Changing Climate Demands New Stormwater Infrastructure
Decentralizing stormwater infrastructure creates the opportunity to build resilience and redundancy into urban planning and design, helping communities better prepare for extreme weather events, such as droughts or deluges. Integrating stormwater management throughout a neighborhood—through the use of green roofs, rainwater harvesting, infiltration systems and so on—in combination with traditional conveyance and end-of-pipe infrastructure, allows communities to simultaneously manage stormwater for both everyday and extreme events.
Urban communities must be designed to live in balance with the local climate and environment, whether quite wet or very dry. To achieve this, developers and city planners need to recognize that some places are not appropriate for human development. For example, the Alberta Floodway Relocation Program, created in response to the extensive destruction caused by Alberta’s 2013 Great Flood, is providing financial support to relocate residents whose homes are within river floodplains or flood fringes.
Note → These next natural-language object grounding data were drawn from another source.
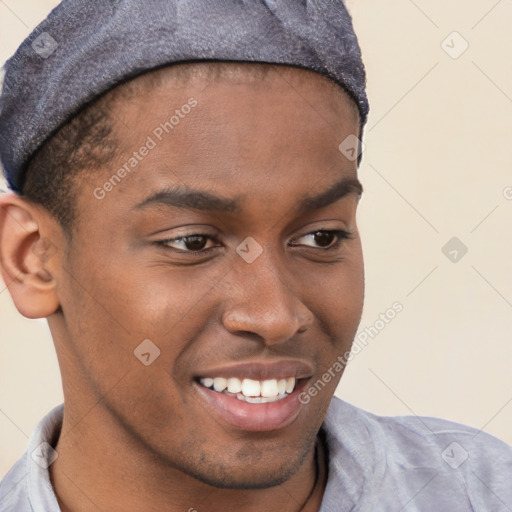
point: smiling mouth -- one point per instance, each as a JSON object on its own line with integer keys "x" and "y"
{"x": 251, "y": 391}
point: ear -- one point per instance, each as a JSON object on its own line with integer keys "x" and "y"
{"x": 27, "y": 249}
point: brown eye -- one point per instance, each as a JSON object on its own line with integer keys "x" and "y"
{"x": 324, "y": 239}
{"x": 188, "y": 244}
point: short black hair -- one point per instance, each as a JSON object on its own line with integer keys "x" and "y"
{"x": 84, "y": 142}
{"x": 87, "y": 141}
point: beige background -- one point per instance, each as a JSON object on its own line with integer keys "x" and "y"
{"x": 437, "y": 164}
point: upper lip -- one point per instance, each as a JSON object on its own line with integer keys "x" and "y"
{"x": 261, "y": 370}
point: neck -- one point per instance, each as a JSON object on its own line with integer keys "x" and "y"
{"x": 101, "y": 468}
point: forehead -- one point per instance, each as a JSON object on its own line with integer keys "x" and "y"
{"x": 265, "y": 135}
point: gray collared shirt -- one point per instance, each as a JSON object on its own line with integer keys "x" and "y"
{"x": 376, "y": 463}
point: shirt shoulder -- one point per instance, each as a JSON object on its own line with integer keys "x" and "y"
{"x": 420, "y": 462}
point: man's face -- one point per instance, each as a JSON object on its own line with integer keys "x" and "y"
{"x": 214, "y": 303}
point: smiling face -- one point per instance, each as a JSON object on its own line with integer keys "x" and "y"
{"x": 230, "y": 245}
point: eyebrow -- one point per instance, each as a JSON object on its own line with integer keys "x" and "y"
{"x": 185, "y": 197}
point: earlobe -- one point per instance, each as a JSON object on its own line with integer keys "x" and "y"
{"x": 26, "y": 251}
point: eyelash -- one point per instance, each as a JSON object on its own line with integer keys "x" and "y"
{"x": 339, "y": 233}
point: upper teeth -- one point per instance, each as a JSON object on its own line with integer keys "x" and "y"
{"x": 248, "y": 387}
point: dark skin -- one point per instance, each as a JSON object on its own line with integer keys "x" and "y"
{"x": 139, "y": 437}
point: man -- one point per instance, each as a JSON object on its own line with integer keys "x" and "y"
{"x": 184, "y": 218}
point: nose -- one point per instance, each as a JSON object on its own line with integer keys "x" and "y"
{"x": 260, "y": 302}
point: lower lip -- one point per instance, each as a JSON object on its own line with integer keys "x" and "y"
{"x": 253, "y": 417}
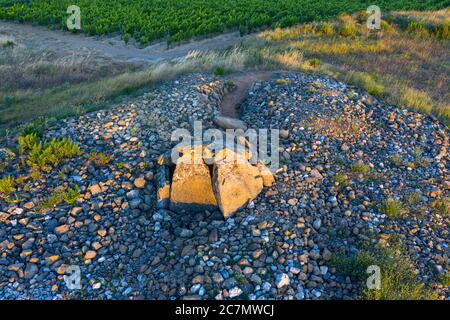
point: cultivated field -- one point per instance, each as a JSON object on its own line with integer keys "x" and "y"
{"x": 176, "y": 20}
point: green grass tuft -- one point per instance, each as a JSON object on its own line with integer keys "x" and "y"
{"x": 360, "y": 167}
{"x": 393, "y": 208}
{"x": 6, "y": 186}
{"x": 398, "y": 276}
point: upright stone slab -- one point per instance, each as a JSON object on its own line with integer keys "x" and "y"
{"x": 191, "y": 188}
{"x": 235, "y": 181}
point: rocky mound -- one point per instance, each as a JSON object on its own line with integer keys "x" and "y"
{"x": 343, "y": 155}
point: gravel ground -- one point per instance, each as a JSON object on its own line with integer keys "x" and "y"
{"x": 279, "y": 247}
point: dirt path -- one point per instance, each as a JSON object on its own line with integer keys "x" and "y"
{"x": 231, "y": 101}
{"x": 113, "y": 47}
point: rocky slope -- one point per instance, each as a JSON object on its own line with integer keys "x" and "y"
{"x": 279, "y": 247}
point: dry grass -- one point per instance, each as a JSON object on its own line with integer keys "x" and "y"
{"x": 77, "y": 98}
{"x": 406, "y": 68}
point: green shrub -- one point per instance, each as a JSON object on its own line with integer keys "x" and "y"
{"x": 52, "y": 153}
{"x": 398, "y": 276}
{"x": 360, "y": 167}
{"x": 6, "y": 186}
{"x": 8, "y": 44}
{"x": 418, "y": 28}
{"x": 27, "y": 142}
{"x": 348, "y": 31}
{"x": 327, "y": 29}
{"x": 442, "y": 206}
{"x": 58, "y": 196}
{"x": 126, "y": 38}
{"x": 72, "y": 195}
{"x": 36, "y": 127}
{"x": 314, "y": 62}
{"x": 392, "y": 208}
{"x": 442, "y": 31}
{"x": 99, "y": 158}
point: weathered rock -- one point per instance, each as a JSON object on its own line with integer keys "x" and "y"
{"x": 162, "y": 187}
{"x": 191, "y": 187}
{"x": 235, "y": 181}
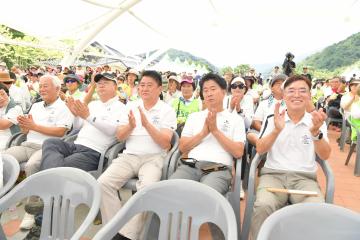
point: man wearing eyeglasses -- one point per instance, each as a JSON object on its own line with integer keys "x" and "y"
{"x": 97, "y": 124}
{"x": 147, "y": 130}
{"x": 211, "y": 137}
{"x": 291, "y": 139}
{"x": 49, "y": 118}
{"x": 239, "y": 101}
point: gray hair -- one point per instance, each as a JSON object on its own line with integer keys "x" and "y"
{"x": 54, "y": 79}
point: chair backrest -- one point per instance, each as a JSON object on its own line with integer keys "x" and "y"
{"x": 233, "y": 195}
{"x": 250, "y": 197}
{"x": 11, "y": 170}
{"x": 16, "y": 140}
{"x": 311, "y": 221}
{"x": 182, "y": 206}
{"x": 62, "y": 190}
{"x": 174, "y": 147}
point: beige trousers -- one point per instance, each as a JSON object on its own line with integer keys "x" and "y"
{"x": 267, "y": 202}
{"x": 27, "y": 152}
{"x": 148, "y": 168}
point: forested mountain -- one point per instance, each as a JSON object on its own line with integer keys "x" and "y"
{"x": 338, "y": 55}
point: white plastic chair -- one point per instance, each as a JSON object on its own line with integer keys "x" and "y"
{"x": 182, "y": 206}
{"x": 62, "y": 190}
{"x": 11, "y": 170}
{"x": 251, "y": 194}
{"x": 233, "y": 195}
{"x": 311, "y": 221}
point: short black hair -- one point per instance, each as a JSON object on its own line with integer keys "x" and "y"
{"x": 2, "y": 86}
{"x": 12, "y": 75}
{"x": 192, "y": 84}
{"x": 154, "y": 75}
{"x": 215, "y": 77}
{"x": 296, "y": 78}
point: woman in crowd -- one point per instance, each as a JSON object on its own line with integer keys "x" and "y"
{"x": 173, "y": 89}
{"x": 240, "y": 101}
{"x": 186, "y": 103}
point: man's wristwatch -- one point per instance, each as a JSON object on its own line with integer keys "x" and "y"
{"x": 317, "y": 137}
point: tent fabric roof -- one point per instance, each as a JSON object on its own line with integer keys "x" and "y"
{"x": 223, "y": 32}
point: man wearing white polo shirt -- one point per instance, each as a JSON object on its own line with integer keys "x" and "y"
{"x": 148, "y": 130}
{"x": 97, "y": 124}
{"x": 46, "y": 119}
{"x": 212, "y": 137}
{"x": 291, "y": 139}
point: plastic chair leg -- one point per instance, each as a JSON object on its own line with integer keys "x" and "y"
{"x": 352, "y": 148}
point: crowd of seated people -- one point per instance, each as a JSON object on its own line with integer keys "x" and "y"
{"x": 214, "y": 115}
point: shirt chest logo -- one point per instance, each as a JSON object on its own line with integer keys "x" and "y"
{"x": 225, "y": 126}
{"x": 305, "y": 139}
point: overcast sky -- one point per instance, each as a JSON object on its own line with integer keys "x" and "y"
{"x": 225, "y": 32}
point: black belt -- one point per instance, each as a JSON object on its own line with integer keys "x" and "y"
{"x": 191, "y": 162}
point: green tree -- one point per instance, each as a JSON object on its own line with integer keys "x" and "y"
{"x": 22, "y": 55}
{"x": 242, "y": 69}
{"x": 226, "y": 69}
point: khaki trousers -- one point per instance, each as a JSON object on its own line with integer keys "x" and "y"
{"x": 148, "y": 168}
{"x": 27, "y": 152}
{"x": 266, "y": 202}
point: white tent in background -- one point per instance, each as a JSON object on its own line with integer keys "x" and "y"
{"x": 223, "y": 32}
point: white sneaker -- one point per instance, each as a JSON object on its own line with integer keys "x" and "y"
{"x": 242, "y": 194}
{"x": 27, "y": 222}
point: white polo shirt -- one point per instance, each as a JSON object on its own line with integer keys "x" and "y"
{"x": 293, "y": 149}
{"x": 11, "y": 115}
{"x": 209, "y": 149}
{"x": 55, "y": 115}
{"x": 267, "y": 107}
{"x": 99, "y": 129}
{"x": 161, "y": 115}
{"x": 246, "y": 105}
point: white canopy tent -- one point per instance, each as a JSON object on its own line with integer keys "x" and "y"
{"x": 223, "y": 32}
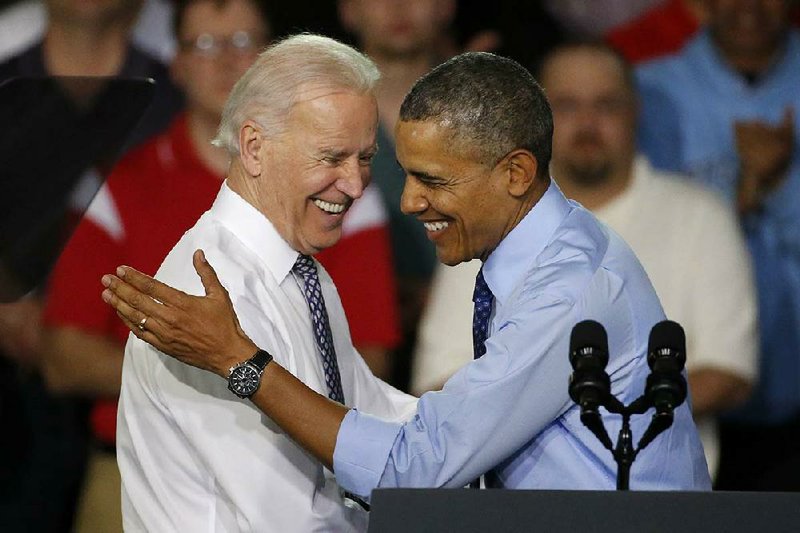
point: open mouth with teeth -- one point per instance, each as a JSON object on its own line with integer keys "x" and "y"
{"x": 435, "y": 226}
{"x": 331, "y": 207}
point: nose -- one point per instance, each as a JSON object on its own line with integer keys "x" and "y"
{"x": 413, "y": 201}
{"x": 353, "y": 180}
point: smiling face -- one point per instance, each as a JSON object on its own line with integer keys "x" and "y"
{"x": 312, "y": 172}
{"x": 464, "y": 204}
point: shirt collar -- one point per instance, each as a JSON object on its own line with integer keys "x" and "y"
{"x": 517, "y": 252}
{"x": 255, "y": 231}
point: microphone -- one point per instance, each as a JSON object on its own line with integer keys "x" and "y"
{"x": 666, "y": 357}
{"x": 665, "y": 388}
{"x": 589, "y": 385}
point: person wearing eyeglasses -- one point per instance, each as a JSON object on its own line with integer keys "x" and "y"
{"x": 153, "y": 195}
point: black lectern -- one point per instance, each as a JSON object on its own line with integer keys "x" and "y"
{"x": 495, "y": 511}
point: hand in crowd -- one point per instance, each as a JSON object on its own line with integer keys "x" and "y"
{"x": 765, "y": 152}
{"x": 21, "y": 331}
{"x": 202, "y": 331}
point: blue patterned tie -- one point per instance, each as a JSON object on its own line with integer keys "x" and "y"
{"x": 307, "y": 269}
{"x": 482, "y": 298}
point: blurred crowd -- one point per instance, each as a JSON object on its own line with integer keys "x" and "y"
{"x": 675, "y": 123}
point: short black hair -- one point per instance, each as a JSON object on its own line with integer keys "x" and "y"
{"x": 491, "y": 102}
Cities must implement stormwater practices that are climate-appropriate. In the southwestern United States, this is occurring through the proliferation of rainwater-harvesting and water-recycling infrastructure. San Diego’s pure water program is aiming to produce one-third of the city’s drinking water supply locally through water recycling by 2035. Space-limited cities such as Chicago and Toronto are experiencing green roof construction booms, which has reduced runoff. In coastal regions, we see an increase in natural infrastructure including wetlands and sand dunes.
Low Impact Development is about customizing technology to address the unique needs of a city. A well-planned community combines small, medium and large infrastructure. By sustaining naturalized water processes within urban environments, we can reduce the impact of the built environment on our water resources. Ultimately, LID combined with green infrastructure will protect citizens during extreme weather events and support healthy urban rivers and lakes.
Jennifer Drake is Assistant Professor of Civil Engineering at University of Toronto.